Глаза женщины заблестели.
– Ты пришла в хорошее время, – произнесла она, ласково прикасаясь к руке Оры. – Сегодня день рождения Моисея, Учителя нашего. Подходящий момент начать новую жизнь. Меня зовут Симона.
Женщина говорила с явным сефардским акцентом. Так изъясняется простонародье, и Ора обычно сторонилась таких людей. Но тон у женщины был задушевный, она хорошо улыбалась и Ора вступила в разговор.
– А чем он подходящий? – задала она свой первый вопрос, еще не подозревая, что открывает им двери в новое для себя пространство многочасовых бесед с Симоной.
– Ора, – тут же добавила она. – А меня – Ора.
– Очень приятно, – Симона улыбалась искренне, и ее акцент вдруг перестал мешать Оре. Вернее, она просто перестала обращать на него внимание. – Состав судей подходящий.
Заметив недоумевающий взгляд Оры, она продолжила:
– Каждое дело, начинающееся на Земле, сначала обсуждается на Небесах. Судьи могут разрешить, а могут запретить. Если запретят, сколько ни бейся – ничего не получится. А коль разрешат – всё пойдет без сучка и задоринки.
– Мне казалось, – возразила Ора, – что там, – она подняла глаза кверху, – есть только Он один и Он всё решает сам.
– Всевышний ничего не делает не посоветовавшись прежде с высшим Небесным судом ангелов. Так написано в наших книгах.
– В каких книгах? – спросила Ора. – Их можно почитать?
– Часть можно почитать, – ответила Симона, – а часть можно только послушать. Не все записано – есть знание, передающееся из уст в уста.
Оре это показалось интересным и таинственным. Ей захотелось приобщиться к тайному знанию, стать одними из тех уст, в которые его передают.

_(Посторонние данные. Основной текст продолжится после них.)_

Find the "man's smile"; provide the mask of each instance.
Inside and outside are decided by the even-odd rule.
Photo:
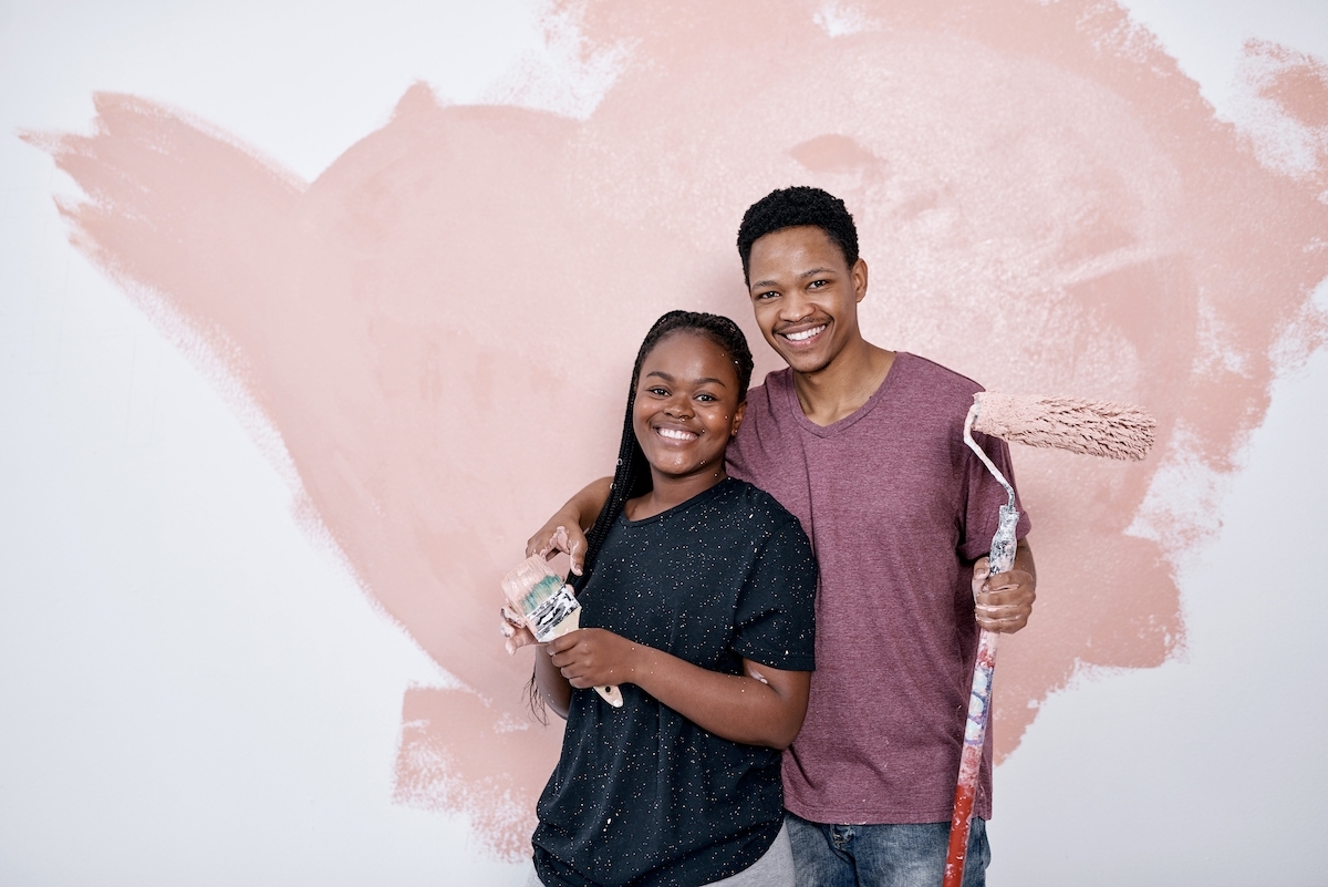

– Моисей, наш Учитель, – продолжила Симона, – родился и умер в один и тот же день. Это значит, что судьи, пославшие его в нижний мир, присутствовали при возвращении, то есть были расположены к нему. А еще это значит, – тут она выразительно посмотрела на Ору, – что сегодня хорошо не только начать новую жизнь, но и закончить старую.
– А разве это не получается одновременно? – удивилась Ора.
– У кого как. Иные умирают еще в младенчестве и живут мертвыми много лет подряд, до самой физической смерти.
– Невозможно! – воскликнула Ора. – Одно слово противоречит другому. Мертвые не живут.
– Злодеи при жизни называются мертвыми, – сказала Симона. – Так написано в наших книгах. А праведники и после смерти остаются живыми.
Ора начала приходить в сефардскую синагогу каждый день и подолгу беседовать с Симоной. Говорили не только о религии, но и о моде, ценах, магазинах, политике. Симона обладала живым умом, гибким и текучим, точно вода. Игривая и переменчивая, она каждую беседу превращала в маленький спектакль.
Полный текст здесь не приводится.